Caixa de som popular pode ser hackeada e virar porta de entrada para seu PC
Sabe aquela caixa de som que você adora, com som top de linha e que conecta em tudo? Pois é, uma delas, a Sound Blaster Katana V2X, pode ser uma porta aberta para o seu computador. Um pesquisador descobriu que é possível invadir o aparelho pelo ar, via Bluetooth, e transformá-lo em uma ferramenta para controlar o PC conectado. E o mais bizarro: a empresa que fabrica o produto, a Creative Technologies, não considera isso uma vulnerabilidade.
A gente sempre espera que os sistemas operacionais tenham mil barreiras para impedir que alguém de fora execute comandos nos nossos aparelhos. Geralmente, os hackers precisam suar a camisa para driblar essas proteções. Mas e se a execução de código remoto fosse tão simples quanto estar perto de uma caixa de som conectada ao seu computador via Bluetooth?

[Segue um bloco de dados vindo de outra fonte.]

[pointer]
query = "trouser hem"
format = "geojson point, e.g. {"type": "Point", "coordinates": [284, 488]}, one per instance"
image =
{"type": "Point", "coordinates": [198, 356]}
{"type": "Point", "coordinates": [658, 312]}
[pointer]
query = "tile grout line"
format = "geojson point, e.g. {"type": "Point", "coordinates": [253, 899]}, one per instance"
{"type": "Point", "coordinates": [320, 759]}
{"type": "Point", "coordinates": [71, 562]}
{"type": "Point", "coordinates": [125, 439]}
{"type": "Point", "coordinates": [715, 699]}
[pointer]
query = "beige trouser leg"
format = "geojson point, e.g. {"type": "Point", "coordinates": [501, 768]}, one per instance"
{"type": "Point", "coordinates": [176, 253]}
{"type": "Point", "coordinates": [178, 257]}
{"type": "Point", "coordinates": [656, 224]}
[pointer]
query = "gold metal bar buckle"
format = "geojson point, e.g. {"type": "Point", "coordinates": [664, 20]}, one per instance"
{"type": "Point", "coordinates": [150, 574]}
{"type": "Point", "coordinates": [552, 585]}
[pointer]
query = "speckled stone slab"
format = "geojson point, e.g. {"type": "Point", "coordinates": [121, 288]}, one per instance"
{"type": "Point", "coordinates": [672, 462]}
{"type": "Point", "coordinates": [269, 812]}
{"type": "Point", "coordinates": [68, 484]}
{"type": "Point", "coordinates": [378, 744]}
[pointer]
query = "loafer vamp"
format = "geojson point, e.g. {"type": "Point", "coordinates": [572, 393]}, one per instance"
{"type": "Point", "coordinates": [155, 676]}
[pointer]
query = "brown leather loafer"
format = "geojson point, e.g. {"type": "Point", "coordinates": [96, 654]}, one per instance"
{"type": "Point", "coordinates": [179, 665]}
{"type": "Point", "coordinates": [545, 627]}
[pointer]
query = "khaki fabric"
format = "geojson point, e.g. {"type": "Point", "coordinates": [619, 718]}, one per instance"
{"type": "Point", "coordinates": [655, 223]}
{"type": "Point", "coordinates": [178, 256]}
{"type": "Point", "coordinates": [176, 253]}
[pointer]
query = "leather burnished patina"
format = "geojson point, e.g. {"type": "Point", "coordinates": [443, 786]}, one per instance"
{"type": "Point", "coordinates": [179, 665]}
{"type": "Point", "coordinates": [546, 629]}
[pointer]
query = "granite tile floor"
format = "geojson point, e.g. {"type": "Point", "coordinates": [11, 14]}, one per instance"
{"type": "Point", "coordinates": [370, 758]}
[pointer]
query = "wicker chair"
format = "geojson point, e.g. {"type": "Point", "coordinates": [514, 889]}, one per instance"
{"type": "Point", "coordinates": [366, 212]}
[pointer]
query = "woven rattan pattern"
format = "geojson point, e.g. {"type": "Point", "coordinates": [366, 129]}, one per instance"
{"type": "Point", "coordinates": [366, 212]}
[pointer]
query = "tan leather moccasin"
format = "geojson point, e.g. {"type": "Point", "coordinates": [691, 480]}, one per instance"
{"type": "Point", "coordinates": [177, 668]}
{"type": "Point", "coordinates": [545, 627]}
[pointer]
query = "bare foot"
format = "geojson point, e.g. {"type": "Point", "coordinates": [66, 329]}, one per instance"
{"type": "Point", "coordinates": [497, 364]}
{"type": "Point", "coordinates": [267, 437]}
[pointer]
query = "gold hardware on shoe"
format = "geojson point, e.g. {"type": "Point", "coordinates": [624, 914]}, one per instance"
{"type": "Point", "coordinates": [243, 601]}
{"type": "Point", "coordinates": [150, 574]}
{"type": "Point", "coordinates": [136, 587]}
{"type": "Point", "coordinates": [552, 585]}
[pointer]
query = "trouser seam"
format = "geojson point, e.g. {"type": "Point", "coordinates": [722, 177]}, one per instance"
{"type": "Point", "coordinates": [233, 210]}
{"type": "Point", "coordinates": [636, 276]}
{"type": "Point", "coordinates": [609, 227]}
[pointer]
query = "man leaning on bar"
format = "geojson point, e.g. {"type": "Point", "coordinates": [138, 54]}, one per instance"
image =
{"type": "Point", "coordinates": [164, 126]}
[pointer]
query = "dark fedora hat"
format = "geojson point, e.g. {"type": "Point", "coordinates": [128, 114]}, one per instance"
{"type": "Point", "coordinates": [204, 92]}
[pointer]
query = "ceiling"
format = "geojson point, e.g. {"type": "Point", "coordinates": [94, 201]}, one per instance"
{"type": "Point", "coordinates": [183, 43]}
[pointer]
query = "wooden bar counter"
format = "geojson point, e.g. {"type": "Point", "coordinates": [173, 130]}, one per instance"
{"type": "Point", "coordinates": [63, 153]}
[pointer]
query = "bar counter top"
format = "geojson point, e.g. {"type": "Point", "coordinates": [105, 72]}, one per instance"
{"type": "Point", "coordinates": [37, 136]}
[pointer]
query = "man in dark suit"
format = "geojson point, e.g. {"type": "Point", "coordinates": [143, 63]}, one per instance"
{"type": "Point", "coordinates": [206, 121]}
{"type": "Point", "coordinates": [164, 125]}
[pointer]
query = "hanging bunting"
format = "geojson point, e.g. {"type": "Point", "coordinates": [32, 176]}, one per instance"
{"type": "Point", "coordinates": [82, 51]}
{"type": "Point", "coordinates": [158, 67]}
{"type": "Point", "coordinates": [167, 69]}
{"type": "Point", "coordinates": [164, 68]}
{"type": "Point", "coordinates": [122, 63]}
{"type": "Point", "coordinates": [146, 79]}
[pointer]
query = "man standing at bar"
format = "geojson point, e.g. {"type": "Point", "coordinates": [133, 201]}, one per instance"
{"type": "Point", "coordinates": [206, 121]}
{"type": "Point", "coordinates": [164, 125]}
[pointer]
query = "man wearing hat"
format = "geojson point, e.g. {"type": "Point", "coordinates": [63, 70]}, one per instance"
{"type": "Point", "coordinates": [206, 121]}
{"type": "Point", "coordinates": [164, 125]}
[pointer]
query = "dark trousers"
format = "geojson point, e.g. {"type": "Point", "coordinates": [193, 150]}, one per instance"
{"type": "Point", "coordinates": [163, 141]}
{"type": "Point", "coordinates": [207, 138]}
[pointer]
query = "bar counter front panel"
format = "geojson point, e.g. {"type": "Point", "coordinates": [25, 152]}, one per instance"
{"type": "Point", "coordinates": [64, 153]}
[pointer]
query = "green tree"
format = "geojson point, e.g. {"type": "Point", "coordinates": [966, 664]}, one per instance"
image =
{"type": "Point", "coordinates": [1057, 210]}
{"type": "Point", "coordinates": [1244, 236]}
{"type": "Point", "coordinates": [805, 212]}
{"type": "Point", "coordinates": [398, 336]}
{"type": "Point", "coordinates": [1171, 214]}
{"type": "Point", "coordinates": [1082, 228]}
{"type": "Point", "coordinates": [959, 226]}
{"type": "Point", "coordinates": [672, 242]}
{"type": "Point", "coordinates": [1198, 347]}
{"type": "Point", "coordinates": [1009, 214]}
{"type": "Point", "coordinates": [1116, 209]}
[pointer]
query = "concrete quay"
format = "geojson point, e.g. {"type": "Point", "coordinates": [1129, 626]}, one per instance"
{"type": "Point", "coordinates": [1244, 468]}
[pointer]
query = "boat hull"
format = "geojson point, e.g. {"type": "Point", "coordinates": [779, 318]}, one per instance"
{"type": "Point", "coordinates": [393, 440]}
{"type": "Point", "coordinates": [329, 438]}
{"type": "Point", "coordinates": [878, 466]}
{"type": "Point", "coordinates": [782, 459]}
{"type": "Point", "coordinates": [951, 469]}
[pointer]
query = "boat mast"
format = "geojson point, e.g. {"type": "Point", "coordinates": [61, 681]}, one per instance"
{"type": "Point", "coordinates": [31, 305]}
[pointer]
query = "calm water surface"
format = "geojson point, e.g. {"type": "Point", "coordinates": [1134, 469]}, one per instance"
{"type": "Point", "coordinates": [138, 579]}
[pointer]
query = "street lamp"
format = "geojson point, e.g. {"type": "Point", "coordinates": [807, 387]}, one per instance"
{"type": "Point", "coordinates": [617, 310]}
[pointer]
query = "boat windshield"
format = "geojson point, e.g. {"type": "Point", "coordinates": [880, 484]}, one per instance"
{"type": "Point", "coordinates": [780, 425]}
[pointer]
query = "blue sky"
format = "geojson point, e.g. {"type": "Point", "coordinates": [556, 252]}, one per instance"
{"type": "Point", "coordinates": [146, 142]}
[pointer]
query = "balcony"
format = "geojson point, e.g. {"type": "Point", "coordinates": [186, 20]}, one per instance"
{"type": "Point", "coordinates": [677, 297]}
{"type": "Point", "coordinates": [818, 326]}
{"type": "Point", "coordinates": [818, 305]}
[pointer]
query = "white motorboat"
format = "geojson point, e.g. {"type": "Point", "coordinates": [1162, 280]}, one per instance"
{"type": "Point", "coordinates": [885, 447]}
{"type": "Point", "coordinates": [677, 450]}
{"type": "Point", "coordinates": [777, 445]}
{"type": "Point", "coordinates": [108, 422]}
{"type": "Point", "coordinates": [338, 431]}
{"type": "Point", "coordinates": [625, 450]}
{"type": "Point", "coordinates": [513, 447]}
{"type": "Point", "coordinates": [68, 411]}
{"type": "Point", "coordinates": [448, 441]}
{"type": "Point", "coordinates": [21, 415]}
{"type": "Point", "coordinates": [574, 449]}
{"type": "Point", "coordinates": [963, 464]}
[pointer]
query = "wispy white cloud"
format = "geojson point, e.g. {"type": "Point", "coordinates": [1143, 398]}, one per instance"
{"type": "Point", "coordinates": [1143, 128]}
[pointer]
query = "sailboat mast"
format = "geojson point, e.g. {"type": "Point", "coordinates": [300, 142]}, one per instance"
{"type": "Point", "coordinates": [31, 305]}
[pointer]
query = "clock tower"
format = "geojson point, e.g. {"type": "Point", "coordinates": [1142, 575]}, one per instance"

Acontece que é exatamente isso que pode rolar com a Katana V2X. Essa caixa de som, que custa uns 280 dólares e é super elogiada por aí, tem um som incrível e é bem popular. Mas o pesquisador Rasmus Moorats, que comprou uma dessas, acabou descobrindo a falha por acidente.
Ele queria criar uma ferramenta Linux para se comunicar com a caixa de som e percebeu que dava para fazer isso usando um protocolo proprietário, o CTP. Esse protocolo permite que dispositivos conectados por Bluetooth ou USB enviem comandos para a caixa, tipo mudar a cor do LED ou ajustar o equalizador. Até aí, tudo bem.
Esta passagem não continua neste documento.